I haven't tried it with the latest ngx_wasm_module code yet; I will add more info to this issue as I gather it. No detailed repro steps at the moment since my coraza-proxy-wasm testing environment is quite tweaked at the moment.

docker-compose logs:

WARNING: Found orphan containers (kong-service-provisioner-1) for this project. If you removed or renamed this service in your compose file, you can run this command with the --remove-orphans flag to clean it up.
Starting kong_httpbin_1 ... done
Recreating kong_kong_1  ... done
Attaching to kong_httpbin_1, kong_kong_1
httpbin_1  | time="2023-11-30T18:10:13.5321" msg="go-httpbin listening on http://0.0.0.0:8080"
kong_1     | 2023/11/30 18:10:14 [warn] 1#0: the "user" directive makes sense only if the master process runs with super-user privileges, ignored in /var/run/kong/nginx.conf:8
kong_1     | nginx: [warn] the "user" directive makes sense only if the master process runs with super-user privileges, ignored in /var/run/kong/nginx.conf:8
kong_1     | 2023/11/30 18:10:14 [notice] 1#0: [wasm] swapping modules: "ngx_http_headers_more_filter_module" (index: 61) and "ngx_http_wasm_filter_module" (index: 90)
kong_1     | 2023/11/30 18:10:14 [notice] 1#0: [wasm] swapping modules: "ngx_http_lua_module" (index: 60) and "ngx_wasm_core_module" (index: 88)
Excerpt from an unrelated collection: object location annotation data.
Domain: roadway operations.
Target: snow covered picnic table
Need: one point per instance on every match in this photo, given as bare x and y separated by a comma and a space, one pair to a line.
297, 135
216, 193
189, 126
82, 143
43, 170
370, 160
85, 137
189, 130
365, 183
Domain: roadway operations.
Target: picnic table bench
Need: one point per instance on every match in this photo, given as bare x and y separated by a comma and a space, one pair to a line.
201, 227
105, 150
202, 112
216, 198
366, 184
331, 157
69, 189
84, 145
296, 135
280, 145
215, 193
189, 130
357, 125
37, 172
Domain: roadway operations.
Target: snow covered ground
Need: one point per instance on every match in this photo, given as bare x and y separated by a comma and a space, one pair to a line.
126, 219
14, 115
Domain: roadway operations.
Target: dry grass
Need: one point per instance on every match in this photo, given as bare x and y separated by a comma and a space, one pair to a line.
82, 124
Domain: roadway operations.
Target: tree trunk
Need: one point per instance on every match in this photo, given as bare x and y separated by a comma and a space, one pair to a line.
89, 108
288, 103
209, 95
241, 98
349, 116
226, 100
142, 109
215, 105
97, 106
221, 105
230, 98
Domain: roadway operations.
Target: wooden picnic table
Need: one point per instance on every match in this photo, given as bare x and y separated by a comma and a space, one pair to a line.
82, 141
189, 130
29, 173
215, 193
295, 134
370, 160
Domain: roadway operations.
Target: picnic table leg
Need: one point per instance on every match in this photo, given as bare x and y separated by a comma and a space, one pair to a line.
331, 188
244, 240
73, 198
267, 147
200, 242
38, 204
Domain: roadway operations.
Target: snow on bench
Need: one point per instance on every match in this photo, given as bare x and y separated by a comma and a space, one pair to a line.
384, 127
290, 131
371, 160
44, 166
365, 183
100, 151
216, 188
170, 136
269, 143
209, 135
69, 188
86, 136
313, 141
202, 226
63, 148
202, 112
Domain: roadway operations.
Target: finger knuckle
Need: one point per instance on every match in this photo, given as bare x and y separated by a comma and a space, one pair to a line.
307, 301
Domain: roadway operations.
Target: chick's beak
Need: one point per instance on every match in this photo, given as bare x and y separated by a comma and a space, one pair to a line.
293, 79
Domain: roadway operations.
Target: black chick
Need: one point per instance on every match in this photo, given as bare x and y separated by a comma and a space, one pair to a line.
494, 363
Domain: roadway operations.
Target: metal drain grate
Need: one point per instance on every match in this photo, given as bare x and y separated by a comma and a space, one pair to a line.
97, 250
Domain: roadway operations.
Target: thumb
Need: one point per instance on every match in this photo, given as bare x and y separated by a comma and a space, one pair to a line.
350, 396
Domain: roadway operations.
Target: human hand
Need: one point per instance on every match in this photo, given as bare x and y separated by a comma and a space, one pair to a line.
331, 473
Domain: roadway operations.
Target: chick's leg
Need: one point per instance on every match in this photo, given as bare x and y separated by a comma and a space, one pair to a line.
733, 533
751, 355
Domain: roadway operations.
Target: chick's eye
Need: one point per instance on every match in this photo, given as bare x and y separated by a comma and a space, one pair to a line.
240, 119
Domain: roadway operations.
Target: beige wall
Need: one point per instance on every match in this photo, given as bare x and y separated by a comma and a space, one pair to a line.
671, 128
kong_1     | 2023/11/30 18:10:20 [notice] 1#0: using the "epoll" event method
kong_1     | 2023/11/30 18:10:20 [notice] 1#0: openresty/1.21.4.2
kong_1     | 2023/11/30 18:10:20 [notice] 1#0: OS: Linux 6.2.0-37-generic
kong_1     | 2023/11/30 18:10:20 [notice] 1#0: getrlimit(RLIMIT_NOFILE): 1048576:1048576
kong_1     | 2023/11/30 18:10:20 [notice] 1#0: start worker processes
kong_1     | 2023/11/30 18:10:20 [notice] 1#0: start worker process 1256
kong_1     | 2023/11/30 18:10:20 [notice] 1#0: start worker process 1257
kong_1     | 2023/11/30 18:10:20 [notice] 1#0: start worker process 1258
kong_1     | 2023/11/30 18:10:20 [notice] 1#0: start worker process 1259
kong_1     | 2023/11/30 18:10:20 [notice] 1#0: start worker process 1260
kong_1     | 2023/11/30 18:10:20 [notice] 1#0: start worker process 1261
kong_1     | 2023/11/30 18:10:20 [notice] 1#0: start worker process 1262
kong_1     | 2023/11/30 18:10:20 [notice] 1#0: start worker process 1263
kong_1     | 2023/11/30 18:10:20 [notice] 1#0: start worker process 1264
kong_1     | 2023/11/30 18:10:20 [notice] 1#0: start worker process 1265
kong_1     | 2023/11/30 18:10:20 [notice] 1#0: start worker process 1266
kong_1     | 2023/11/30 18:10:20 [notice] 1#0: start worker process 1267
kong_1     | 2023/11/30 18:10:20 [notice] 1#0: start worker process 1268
kong_1     | 2023/11/30 18:10:20 [notice] 1#0: start worker process 1269
kong_1     | 2023/11/30 18:10:20 [notice] 1#0: start worker process 1270
kong_1     | 2023/11/30 18:10:20 [notice] 1#0: start worker process 1271
kong_1     | 2023/11/30 18:10:26 [notice] 1263#0: *1 [lua] globalpatches.lua:73: sleep(): executing a blocking 'sleep' (0.001 seconds), context: init_worker_by_lua*
kong_1     | 2023/11/30 18:10:26 [notice] 1263#0: *1 [lua] globalpatches.lua:73: sleep(): executing a blocking 'sleep' (0.002 seconds), context: init_worker_by_lua*
kong_1     | 2023/11/30 18:10:26 [notice] 1265#0: *2 [lua] init.lua:259: purge(): [DB cache] purging (local) cache, context: init_worker_by_lua*
kong_1     | 2023/11/30 18:10:26 [notice] 1265#0: *2 [lua] init.lua:259: purge(): [DB cache] purging (local) cache, context: init_worker_by_lua*
kong_1     | 2023/11/30 18:10:26 [notice] 1265#0: *2 [kong] init.lua:522 declarative config loaded from /opt/kong/kong.yaml, context: init_worker_by_lua*
kong_1     | 2023/11/30 18:10:26 [notice] 1260#0: *5 [lua] globalpatches.lua:73: sleep(): executing a blocking 'sleep' (0.001 seconds), context: init_worker_by_lua*
kong_1     | 2023/11/30 18:14:32 [crit] 1256#0: *2369 [proxy-wasm]["main" #1] /%!(EXTRA T=GET, T=HTTP/1.1), client: 172.18.0.1, server: kong, request: "GET / HTTP/1.1", host: "localhost:8000"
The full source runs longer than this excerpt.